Nov 15

Joan Baez: “I Am a Noise”–Anxiety, Trauma/Dissociation

As Kenneth Womack, Salon, has stated, the new documentary Joan Baez: I Am a Noise is “…one of the most intimate and revealing documentaries of its kind. In one sense, it chronicles Baez’s preparations for her final tour; yet at the same time, the film underscores the singer-songwriter’s lifelong search for the truth about the overarching depression that has marked her life.”

But depression is just one aspect of her mental health issues. Her anxiety and panic attacks began in childhood, leading to therapy in her teens. These conditions, moreover, continued to plague her throughout her career.

And that’s not all. Peter Bradshaw, The Guardian: “(T)his intimate and painful documentary… brings us to the brink of a terribly traumatic revelation that it can’t quite bear to spell out.” We get just enough, though, to understand that she has disturbing childhood memories–“though she says she cannot recall definitively whether her father sexually abused her” (Deadline).

What Baez can be clearer about, though, are her experiences of dissociation. Matthew Carey, Deadline: “For the first time, Baez speaks in detail about experiencing multiple personalities, among them someone she describes as ‘Diamond Joan.’ The condition, known clinically as dissociative identity disorder, typically results from long-term trauma in childhood featuring abuse or neglect.”

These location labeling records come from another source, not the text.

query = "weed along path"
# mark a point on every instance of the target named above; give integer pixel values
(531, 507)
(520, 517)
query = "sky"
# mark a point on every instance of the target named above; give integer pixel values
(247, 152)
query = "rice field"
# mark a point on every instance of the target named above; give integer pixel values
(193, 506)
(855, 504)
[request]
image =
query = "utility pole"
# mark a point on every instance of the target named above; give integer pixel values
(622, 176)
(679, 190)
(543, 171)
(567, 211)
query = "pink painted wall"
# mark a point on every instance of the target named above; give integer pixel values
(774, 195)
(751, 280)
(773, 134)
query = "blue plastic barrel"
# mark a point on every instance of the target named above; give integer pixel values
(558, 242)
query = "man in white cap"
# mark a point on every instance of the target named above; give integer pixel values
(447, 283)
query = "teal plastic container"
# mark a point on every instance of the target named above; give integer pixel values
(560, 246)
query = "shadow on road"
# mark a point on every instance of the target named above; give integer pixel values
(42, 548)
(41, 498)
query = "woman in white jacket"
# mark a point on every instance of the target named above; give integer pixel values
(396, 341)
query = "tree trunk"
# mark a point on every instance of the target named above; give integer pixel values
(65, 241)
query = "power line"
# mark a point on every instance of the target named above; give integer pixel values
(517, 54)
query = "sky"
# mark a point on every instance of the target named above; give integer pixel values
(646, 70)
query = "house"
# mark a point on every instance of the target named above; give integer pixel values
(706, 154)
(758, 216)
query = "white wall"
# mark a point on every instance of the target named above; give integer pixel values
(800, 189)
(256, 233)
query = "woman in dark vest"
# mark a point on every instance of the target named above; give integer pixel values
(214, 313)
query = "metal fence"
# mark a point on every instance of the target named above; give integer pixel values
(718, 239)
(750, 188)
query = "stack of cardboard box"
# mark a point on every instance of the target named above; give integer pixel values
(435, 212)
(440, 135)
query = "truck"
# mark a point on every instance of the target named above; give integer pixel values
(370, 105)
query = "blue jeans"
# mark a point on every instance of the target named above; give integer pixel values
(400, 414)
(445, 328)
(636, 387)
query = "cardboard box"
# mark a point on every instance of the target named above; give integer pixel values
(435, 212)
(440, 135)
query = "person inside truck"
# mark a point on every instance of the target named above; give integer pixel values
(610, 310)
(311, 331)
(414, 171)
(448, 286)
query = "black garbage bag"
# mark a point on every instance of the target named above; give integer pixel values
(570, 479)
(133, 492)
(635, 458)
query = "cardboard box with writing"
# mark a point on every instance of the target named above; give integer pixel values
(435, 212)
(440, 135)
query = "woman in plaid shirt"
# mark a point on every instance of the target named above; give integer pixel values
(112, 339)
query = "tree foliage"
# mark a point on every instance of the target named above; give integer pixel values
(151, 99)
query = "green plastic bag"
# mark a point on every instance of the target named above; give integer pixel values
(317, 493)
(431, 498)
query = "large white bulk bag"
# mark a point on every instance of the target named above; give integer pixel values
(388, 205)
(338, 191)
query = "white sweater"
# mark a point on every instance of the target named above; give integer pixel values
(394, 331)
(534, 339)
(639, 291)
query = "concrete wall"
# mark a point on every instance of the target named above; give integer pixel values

The following are revealing quotes from recent interviews conducted with Joan Baez.

I. Scott Simon, NPR

“And my sister Mimi just called one day and said, you know, I think something terrible happened in our childhood. Do you want to look into it the way I will in therapy? And eventually I said yes. And we both discovered some very deep trauma from childhood. And we were – our bodies and brains were reacting to that our whole lives without our knowing it because it was all unconscious, subconscious.”

“And I believe with all my heart that he and my mom have no memory of it at all. The mind is an extraordinary thing to have blocking something out if you really don’t want to deal with it. I mean, I had blocked it out for 50 years. And then the journey was really quite something.”

II. Walter Scott, Parade

Regarding her dissociation, or DID: “[Mine] was many splits and each one had a reason for being there—each little entity that’s born is there for a reason—when I was trying to grow up. By recognizing these little entities and then nurturing them, that nurtured a part of me that needed that. I loved all the little people in there and they’ve held me together and taught me a lot.”

Regarding her son, musician Gabriel Harris, age 53: “That’s where this terrible sadness comes in that I wasn’t there for him. I didn’t realize the extent of it until I saw the film and I hear him talking. I salute him for being honest and loving and caring but saying what his truth was about growing up with a mom who basically wasn’t there. A lot of times I was there, but I wasn’t there.”

III. Bobbi Dempsey, AARP  

“First of all, I don’t think the ending in the film really, really shows the amount of peace that I came to. I’m not sure why. But all of that came through deep therapy. I put off deep therapy for half a lifetime. And clearly figured out why: It was too scary to deal with. But no, I don’t have those demons now. Occasionally there’s a little pop-up, but basically, no. Therapy is hard work and it’s a lot of emotional excavation.”

“If somebody [asked] what am I proudest of, I would say getting through that tunnel. It was pretty dark when I entered it, and I entered it on faith. And then by the end I was really back in the light — or in the light, in a way, for the first time.”